As eBPF is a new technology, it is natural for people to have some concerns about it. Here are some simple answers:

1. How is eBPF security? The limitations of eBPF code, such as the current maximum stack space of 512 and the maximum instruction number of 1 million, are intended to ensure sufficient kernel runtime security.

2. What is the performance of eBPF probe? It’s about 1%. The high performance of eBPF is mainly reflected in the data processing in the kernel, reducing the data copy between the kernel and user mode. To put it simply, the data is calculated in the kernel and then given to the user process, such as a Gauge value. In the past, the original data was copied to the user process and then calculated.

conclusion

Product value

Alibaba Cloud Kubernetes observability is a set of one-stop observability products developed for Kubernetes cluster.

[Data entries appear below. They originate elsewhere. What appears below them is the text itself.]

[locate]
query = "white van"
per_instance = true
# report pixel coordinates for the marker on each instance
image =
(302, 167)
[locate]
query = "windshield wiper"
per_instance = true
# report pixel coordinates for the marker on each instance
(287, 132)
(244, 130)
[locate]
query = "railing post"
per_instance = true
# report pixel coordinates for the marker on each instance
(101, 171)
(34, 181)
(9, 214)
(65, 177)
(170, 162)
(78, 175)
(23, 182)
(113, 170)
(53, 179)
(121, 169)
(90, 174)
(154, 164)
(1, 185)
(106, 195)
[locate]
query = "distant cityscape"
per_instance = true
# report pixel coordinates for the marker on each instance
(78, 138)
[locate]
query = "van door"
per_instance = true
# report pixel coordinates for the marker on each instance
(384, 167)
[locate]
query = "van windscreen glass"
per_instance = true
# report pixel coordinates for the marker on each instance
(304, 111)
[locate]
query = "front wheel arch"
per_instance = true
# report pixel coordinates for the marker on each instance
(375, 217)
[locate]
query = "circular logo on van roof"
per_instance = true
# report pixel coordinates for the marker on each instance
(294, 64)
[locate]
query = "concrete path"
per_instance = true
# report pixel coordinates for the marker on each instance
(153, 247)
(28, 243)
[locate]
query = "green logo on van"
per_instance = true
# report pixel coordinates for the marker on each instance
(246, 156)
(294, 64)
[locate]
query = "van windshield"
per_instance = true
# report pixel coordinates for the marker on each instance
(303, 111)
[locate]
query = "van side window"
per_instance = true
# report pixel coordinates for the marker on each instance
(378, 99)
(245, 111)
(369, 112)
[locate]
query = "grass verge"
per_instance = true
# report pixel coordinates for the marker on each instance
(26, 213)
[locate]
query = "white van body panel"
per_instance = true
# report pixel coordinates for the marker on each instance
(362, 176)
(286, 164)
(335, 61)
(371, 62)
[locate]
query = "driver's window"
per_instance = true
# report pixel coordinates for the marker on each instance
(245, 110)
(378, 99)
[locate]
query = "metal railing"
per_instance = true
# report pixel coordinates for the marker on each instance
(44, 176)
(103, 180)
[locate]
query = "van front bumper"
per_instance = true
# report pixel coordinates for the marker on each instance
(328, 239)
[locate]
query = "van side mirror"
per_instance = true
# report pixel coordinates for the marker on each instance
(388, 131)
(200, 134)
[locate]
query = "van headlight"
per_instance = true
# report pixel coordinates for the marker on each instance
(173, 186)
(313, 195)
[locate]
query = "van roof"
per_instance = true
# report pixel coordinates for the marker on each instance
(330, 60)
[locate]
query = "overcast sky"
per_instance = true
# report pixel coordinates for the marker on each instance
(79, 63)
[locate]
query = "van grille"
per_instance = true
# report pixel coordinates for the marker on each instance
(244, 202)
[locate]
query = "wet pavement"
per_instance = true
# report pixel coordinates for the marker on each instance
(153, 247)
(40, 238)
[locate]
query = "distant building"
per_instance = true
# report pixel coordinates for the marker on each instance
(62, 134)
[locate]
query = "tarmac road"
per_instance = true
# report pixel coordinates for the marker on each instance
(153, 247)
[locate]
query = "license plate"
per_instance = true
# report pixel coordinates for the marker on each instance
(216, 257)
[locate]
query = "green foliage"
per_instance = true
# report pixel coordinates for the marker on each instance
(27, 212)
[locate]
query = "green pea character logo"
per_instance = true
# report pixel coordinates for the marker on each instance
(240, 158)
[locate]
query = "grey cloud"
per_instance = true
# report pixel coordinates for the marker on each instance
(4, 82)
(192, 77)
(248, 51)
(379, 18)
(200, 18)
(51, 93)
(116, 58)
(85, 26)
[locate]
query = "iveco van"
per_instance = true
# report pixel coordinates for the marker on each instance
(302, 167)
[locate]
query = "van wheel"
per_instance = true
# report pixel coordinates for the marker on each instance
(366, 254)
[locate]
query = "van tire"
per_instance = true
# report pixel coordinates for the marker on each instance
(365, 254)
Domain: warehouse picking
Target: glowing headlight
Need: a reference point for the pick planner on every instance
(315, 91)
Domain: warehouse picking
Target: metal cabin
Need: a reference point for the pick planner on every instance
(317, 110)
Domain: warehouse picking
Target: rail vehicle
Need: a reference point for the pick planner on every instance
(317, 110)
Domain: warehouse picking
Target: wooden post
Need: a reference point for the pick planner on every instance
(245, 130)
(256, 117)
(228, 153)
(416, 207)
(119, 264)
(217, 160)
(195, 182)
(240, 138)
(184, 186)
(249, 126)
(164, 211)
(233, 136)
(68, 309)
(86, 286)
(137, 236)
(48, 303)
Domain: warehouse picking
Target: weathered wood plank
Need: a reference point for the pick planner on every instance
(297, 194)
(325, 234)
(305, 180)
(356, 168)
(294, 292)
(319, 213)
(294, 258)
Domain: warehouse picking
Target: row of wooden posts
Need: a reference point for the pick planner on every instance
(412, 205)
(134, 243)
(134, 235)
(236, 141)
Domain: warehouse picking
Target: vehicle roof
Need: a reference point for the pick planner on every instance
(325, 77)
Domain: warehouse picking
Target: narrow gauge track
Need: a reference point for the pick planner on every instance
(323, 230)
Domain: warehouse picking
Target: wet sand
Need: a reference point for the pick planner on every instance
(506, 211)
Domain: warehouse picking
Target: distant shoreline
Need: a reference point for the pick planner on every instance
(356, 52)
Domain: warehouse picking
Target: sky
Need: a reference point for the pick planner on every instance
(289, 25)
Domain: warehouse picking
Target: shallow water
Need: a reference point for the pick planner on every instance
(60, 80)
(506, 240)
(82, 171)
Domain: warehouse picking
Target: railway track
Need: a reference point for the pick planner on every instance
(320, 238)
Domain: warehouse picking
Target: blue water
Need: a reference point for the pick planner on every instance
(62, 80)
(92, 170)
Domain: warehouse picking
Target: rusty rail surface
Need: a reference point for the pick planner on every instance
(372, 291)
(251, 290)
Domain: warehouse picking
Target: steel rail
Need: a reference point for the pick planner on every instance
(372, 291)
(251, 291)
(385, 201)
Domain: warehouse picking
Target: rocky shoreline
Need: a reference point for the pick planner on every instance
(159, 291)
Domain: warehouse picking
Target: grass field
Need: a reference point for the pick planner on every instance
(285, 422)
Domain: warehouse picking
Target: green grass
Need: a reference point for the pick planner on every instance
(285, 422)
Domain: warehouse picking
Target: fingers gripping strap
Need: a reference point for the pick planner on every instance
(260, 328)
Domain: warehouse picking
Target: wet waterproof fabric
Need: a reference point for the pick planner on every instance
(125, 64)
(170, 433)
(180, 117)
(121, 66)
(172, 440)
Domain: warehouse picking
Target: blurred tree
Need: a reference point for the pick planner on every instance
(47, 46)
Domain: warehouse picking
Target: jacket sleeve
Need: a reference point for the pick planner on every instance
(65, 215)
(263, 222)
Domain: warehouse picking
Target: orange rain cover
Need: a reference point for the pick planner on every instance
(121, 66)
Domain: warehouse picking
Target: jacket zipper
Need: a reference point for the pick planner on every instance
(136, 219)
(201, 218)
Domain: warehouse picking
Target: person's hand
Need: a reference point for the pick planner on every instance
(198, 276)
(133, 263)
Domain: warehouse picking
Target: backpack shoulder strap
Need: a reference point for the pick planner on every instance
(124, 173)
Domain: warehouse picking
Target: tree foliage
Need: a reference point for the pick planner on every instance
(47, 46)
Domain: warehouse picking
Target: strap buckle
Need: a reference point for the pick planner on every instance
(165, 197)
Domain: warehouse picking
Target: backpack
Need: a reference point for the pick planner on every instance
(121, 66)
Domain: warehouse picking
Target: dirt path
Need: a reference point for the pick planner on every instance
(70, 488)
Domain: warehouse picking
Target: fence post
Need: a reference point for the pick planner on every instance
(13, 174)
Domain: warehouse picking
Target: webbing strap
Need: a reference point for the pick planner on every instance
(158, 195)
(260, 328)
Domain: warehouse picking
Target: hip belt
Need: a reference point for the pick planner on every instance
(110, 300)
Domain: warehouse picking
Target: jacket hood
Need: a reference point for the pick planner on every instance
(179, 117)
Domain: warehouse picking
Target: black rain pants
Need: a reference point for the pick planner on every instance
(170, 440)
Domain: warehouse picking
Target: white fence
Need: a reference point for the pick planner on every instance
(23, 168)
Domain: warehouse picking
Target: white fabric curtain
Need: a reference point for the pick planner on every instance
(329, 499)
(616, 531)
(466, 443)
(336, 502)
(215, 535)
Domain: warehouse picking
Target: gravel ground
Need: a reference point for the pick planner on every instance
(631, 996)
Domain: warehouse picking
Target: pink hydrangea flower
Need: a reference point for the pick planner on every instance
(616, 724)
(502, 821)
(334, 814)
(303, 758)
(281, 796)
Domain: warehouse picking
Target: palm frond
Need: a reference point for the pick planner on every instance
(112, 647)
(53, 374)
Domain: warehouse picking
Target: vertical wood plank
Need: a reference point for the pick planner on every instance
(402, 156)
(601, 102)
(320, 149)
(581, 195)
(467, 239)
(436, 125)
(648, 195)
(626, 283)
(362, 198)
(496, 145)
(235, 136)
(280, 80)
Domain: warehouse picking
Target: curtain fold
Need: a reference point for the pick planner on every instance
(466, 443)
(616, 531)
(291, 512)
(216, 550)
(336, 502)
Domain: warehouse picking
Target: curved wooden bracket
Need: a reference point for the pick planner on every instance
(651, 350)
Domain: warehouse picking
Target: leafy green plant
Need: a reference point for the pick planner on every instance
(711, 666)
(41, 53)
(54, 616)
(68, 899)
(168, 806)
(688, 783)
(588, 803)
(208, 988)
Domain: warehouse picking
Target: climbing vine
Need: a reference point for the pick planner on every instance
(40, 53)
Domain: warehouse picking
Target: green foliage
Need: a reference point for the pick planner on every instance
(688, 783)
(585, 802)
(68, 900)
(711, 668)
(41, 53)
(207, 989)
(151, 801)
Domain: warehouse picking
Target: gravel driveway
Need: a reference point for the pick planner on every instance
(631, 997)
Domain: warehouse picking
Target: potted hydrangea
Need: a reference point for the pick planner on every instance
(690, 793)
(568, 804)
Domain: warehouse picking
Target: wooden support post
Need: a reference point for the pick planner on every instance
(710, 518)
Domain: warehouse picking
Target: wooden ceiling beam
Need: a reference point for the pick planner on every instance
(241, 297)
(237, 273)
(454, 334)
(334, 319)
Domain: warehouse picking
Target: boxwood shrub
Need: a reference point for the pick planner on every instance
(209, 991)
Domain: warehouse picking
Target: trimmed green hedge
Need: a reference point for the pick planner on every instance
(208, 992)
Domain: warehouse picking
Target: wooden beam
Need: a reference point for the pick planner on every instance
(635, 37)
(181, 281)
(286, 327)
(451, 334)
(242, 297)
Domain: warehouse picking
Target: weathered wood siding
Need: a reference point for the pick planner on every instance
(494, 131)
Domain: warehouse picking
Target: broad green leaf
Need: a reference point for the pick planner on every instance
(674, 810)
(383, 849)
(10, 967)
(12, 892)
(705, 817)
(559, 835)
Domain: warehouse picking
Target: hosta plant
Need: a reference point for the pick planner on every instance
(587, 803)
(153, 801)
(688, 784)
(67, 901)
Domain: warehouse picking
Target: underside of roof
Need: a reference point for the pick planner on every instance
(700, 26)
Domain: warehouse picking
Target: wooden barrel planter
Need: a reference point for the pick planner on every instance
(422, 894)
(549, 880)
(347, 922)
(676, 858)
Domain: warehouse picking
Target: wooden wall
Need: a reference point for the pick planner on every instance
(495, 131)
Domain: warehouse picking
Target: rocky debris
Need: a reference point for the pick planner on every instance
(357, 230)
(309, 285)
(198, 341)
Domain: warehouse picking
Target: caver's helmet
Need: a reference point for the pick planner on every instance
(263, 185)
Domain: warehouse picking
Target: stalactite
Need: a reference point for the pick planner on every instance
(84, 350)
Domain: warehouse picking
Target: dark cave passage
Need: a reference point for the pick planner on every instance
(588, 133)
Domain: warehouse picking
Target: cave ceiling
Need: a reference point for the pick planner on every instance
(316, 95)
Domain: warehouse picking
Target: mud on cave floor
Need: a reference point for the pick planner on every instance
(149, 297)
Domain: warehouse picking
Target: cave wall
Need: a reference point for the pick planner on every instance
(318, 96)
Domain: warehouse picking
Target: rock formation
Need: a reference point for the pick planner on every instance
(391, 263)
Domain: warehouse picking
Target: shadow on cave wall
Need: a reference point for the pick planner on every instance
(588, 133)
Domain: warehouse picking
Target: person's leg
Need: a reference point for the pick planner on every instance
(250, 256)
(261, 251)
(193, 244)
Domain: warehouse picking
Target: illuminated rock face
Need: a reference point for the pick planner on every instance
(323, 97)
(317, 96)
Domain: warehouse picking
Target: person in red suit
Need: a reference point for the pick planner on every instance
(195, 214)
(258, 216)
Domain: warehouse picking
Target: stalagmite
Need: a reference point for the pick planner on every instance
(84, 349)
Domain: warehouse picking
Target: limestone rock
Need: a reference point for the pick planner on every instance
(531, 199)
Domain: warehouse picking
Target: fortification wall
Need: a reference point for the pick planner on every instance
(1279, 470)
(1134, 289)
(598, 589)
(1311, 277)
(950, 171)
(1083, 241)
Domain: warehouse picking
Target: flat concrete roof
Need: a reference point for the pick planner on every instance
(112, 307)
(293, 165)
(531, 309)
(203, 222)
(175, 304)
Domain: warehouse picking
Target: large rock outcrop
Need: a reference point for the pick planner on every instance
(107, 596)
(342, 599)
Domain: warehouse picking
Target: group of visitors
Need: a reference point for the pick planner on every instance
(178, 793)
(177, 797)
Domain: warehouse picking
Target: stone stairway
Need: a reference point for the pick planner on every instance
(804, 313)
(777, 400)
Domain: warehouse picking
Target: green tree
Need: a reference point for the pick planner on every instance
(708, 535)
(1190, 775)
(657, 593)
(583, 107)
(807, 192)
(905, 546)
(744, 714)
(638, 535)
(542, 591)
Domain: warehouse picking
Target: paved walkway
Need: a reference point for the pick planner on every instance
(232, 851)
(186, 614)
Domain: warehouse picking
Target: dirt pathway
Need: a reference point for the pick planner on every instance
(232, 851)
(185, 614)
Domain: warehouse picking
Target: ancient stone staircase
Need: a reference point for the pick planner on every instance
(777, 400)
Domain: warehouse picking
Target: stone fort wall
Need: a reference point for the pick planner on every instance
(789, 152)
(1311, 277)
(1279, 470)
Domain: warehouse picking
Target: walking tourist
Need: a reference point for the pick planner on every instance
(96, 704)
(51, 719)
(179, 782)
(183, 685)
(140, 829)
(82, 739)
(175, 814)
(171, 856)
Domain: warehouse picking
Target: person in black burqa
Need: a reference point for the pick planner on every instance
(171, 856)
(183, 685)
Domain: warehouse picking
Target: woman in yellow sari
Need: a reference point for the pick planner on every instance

Based on the indicators, application links, logs and events under the Kubernetes cluster, Alibaba Cloud Kubernetes observability aims to provide the overall observability solution for IT development and operation personnel. Alibaba Cloud Kubernetes observability has the following characteristics:

  • ** Code non-intrusive: ** With bypass technology, rich network performance data can be obtained without burying the code.
  • ** Language independent: ** network protocol parsing at the kernel level, support any language, any framework.
  • ** High performance: ** Based on eBPF technology, it can obtain rich network performance data with very low consumption.
  • ** Strong association: ** describes entity association from multiple dimensions through network topologies, resource topologies, and resource relationships. It also supports association among various types of data (observables, links, logs, and events).
  • ** Data end-to-end coverage: ** Covers the observed data of the end-to-end software stack.
  • ** scenario closed loop: The scenario design of the ** console, associated with architecture awareness topology, application observability, Prometheus observability, cloud dial-up, health inspection, event center, log service and cloud service, including a complete closed loop for application understanding, exception discovery, and exception location.

The original link

This article is the original content of Aliyun and shall not be reproduced without permission.